Eins der kleinen Geheimnisse, dass mit den Pferdehändlern über die Alpen kam, ist der Halmspalter. Mit diesem aus einem Tierknochen hergestellten Werkzeug lässt sich das Stroh der Länge nach in bis zu elf Elemte aufteilen. Daraus entstanden sehr viel filigranere Borten, das Endprodukt unterschied sich deutlich von den groben Arbeitshüten, es konnte entsprechend teurer verkauft werden. Weiterhin veränderte das Wissen um die Ernte und Bearbeitung des unreifen Kornes die Art der Hüte. Lindenberger Hüte waren bald von bester Qualität, die man vordem aus Italien kannte. Die Nachfrage stieg beständig an, das in der Not Ausgetüftelte wurde zum Hauptverdienst. 1755 erfolgte die Gründung der ersten Hut-Compagnie. Diese organisierte ab sofort die Herstellung und den Vertrieb, kaufte vermehrt Borten in Asien an, da der Bedarf mit heimischen Mitteln nicht mehr zu decken war. Zum Nähen gab man sie in die Heimarbeit ab.
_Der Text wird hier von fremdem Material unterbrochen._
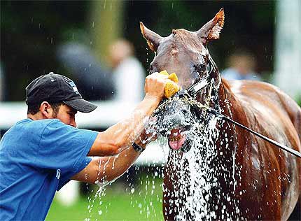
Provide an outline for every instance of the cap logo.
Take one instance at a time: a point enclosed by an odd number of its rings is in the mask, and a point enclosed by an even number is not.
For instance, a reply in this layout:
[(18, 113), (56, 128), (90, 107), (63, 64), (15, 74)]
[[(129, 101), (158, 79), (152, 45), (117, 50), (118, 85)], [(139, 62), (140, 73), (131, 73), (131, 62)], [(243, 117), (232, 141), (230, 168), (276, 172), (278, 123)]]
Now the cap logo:
[(76, 92), (76, 94), (79, 94), (78, 90), (77, 90), (77, 87), (75, 83), (73, 81), (70, 81), (69, 85), (72, 87), (74, 92)]

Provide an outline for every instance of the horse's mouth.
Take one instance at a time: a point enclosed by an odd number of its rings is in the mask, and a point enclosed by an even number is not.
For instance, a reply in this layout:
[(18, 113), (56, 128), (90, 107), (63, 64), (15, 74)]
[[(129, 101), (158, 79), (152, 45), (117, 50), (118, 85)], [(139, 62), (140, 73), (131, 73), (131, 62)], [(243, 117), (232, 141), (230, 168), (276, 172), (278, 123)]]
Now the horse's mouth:
[(181, 149), (186, 141), (186, 135), (180, 128), (172, 129), (168, 136), (168, 145), (174, 150)]

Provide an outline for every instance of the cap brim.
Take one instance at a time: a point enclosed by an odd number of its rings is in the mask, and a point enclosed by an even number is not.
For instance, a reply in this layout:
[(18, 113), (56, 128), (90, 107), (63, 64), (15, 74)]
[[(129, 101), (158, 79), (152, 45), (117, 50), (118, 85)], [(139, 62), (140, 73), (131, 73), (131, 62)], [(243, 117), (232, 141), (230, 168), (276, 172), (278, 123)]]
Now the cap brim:
[(71, 108), (74, 108), (76, 110), (83, 113), (89, 113), (93, 111), (97, 107), (96, 105), (83, 99), (64, 101), (63, 103), (71, 106)]

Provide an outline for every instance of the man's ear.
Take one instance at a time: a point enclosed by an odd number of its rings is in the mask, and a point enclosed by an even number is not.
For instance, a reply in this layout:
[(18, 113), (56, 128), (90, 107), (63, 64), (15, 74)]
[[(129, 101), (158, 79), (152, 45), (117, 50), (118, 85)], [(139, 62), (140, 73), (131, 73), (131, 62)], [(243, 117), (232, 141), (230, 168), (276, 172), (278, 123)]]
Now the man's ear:
[(47, 101), (43, 101), (40, 105), (39, 108), (43, 118), (45, 119), (50, 119), (53, 118), (53, 109), (51, 107), (51, 105)]

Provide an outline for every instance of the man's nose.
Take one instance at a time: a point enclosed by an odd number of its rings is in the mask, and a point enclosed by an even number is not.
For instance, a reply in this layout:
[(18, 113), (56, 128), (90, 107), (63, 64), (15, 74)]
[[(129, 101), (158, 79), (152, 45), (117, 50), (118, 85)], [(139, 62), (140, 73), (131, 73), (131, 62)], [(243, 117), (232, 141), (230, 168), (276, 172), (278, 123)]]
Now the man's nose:
[(70, 124), (69, 124), (69, 125), (70, 125), (70, 126), (72, 126), (72, 127), (76, 127), (77, 124), (76, 124), (76, 122), (75, 118), (74, 118), (74, 119), (71, 120), (71, 123), (70, 123)]

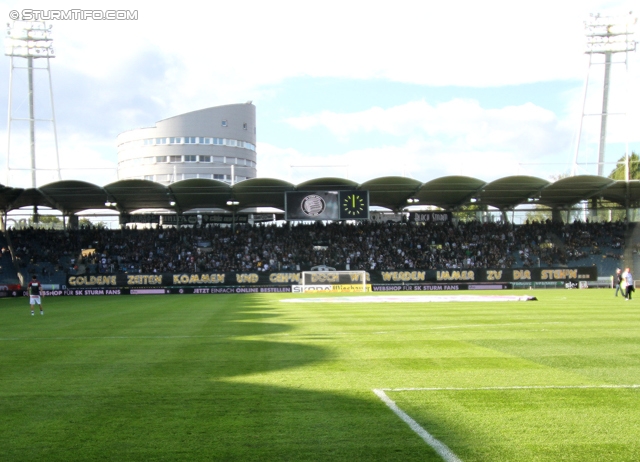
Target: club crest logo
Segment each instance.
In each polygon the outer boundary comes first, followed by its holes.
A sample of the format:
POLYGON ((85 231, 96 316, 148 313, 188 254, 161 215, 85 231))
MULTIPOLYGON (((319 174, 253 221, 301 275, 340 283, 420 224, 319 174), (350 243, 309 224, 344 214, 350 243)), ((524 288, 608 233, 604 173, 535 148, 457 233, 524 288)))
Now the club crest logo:
POLYGON ((300 204, 302 211, 305 215, 310 217, 317 217, 324 209, 327 207, 327 203, 325 200, 318 196, 317 194, 310 194, 304 199, 302 199, 302 203, 300 204))

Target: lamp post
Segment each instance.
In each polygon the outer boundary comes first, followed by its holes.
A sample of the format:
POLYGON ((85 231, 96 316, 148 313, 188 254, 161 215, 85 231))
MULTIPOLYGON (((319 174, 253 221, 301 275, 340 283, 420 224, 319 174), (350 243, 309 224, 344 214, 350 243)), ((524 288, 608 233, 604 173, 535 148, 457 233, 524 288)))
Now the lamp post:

Die ersten Hutfabriken öffneten um 1830 den Arbeiterstrom die Tore; bis 1900 gab es in Lindenberg und näherer Umgebung ca. 34 Strohhuthersteller, 14 davon waren Hutfabriken mit insgesamt 3000 Beschäftigten. In unserer Zeitreise sind wir nun beim Beginn der Lohnarbeit und der massenhaften Herstellung angekommen. Die stattliche Zahl der hergestellten Hüte lässt uns staunen: 1904 verließen vier Millionen Strohhüte pro Jahr diesen Standort.


Mit der Eisenbahn um 1900 und einem Zollamt sind bald Import- und Exporthandel möglich. Lindenberg wächst rasant an, 1914 darf es sich Stadt nennen, dessen Straßen schon 1893 elektrische beleuchtet wurden und in der 4500 Menschen wohnen. „Klein-Paris der Hutmoden“ nennt man sie, das Herrenstrohhutzentrum Deutschlands. Wir stauen über die Kunstfertigkeit der Strohhüte, nicht nur für die Herren. Ob arm, ob reich, wer es sich leisten konnte trug Einen oder Etwas. Seit dem 14. Jhd. gab es auch für das Huttragen Gesetzmäßigkeiten. Die Kleiderordnung regelte diese streng, die Mode bestimmte mit. Verstöße dagegen wurden strikt geahndet, denn an der Kopfbedeckung ließ sich vieles ablesen: regionale Herkunft, Stand in der Gesellschaft, Beruf, Einkommen, Altersgruppe, Familienstand‚ Gruppenzugehörigkeit oder auch Abgrenzungen. Vom Pfauenrädle, Knickzylindern und Jakobinerfarben erzählen die Exponate. Die Haube, das Kennzeichen der sittsamen, ehrbaren Gattin, war noch bis Mitte des 19. Jahrhunderts Bestandteil der Frauengarderobe. Daher stammt auch der Begriff: „unter die Haube kommen“. Sprichwörtlich ist der Hut, wenn auch nicht mehr auf jedem Kopf, in aller Munde: z.B. „man versucht, alles unter einen Hut zu bringen“. Metaphern rund um den Hut finden sich in allen Sprachen. Im 18. Jahrhundert kam mit der Abschaffung der Kleiderordnung der Damenhut in Mode. Im Biedermeier glänzten die Damen mit dem Kiepenhut (Schute) – einer Mischung aus Hut und Haube, passend zum Kleid und hübsch verziert. Ihr Schnitt ließ Platz für das Haar, das in Nacken zu einem Knoten mit vom Brenneisen gelegten Locken aufgesteckt wurde. Doch war er auch mit einer breiten Krempe versehen, die Hören und Sehen beeinträchtigten, was ihm den spöttischen Volksnamen „Scheuklappen“ eintrug. Neben der Schute wurde auch Florentiner getragen, der heute immer noch beliebt ist. Die Herren trugen Schirm, Charme und Melone, davor Zylinder, der ab dem Ende des 19. Jhd. nur noch zu gesellschaftlichen Anlässen getragen wird.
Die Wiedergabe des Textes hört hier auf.